Bradley, como se apresenta desde a primeira aparição, é um conservador típico. Enquanto caminha para o trabalho, a câmera o filma inicialmente de costas, revelando uma grande cruz tatuada em sua cabeça. À porta de sua casa, para onde volta após ser demitido, estende-se uma bandeira como aquela vista posteriormente na delegacia. Cristão e nacionalista, o protagonista vê seu casamento com Lauren (Jennifer Carpenter) ameaçado e contra isso reage. Reação, por sinal, é palavra-chave de seu comportamento.
Reage quebrando o carro da esposa quando descobre uma traição. Reage entrando para o negócio das drogas para sustentar Lauren e a filha em gestação. Reage, de acordo com seus princípios morais, matando parceiros para salvar policiais. É nesse momento que, finalmente, a prisão indicada pelo título “Brawl in Cell Block 99″ – pode ser traduzido como “briga na cela 99” – começa a aparecer. Bradley vê-se então de frente para o Detetive Watkins, que investiga seu caso.
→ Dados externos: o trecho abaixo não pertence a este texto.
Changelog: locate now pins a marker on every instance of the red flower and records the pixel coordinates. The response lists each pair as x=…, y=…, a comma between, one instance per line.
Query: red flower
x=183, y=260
Os dois homens têm mais em comum que parecem. Thomas, revela Watkins, poderia inclusive estar sentado do lado oposto da mesa se não fossem suas “escolhas ruins”. Afinal, é um sujeito dotado de uma “bússola moral” e, justamente por isso, poderia conseguir uma pena menor caso entregasse seus contratantes. O personagem interpretado por Vince Vaughn – em atuação visceral, talvez a melhor na carreira do ator – se nega e contesta a punição que lhe cabe em fala que explicita o aspecto político do filme: o sistema é mais duro com traficantes do que com aqueles que cometem crimes contra mulheres e crianças.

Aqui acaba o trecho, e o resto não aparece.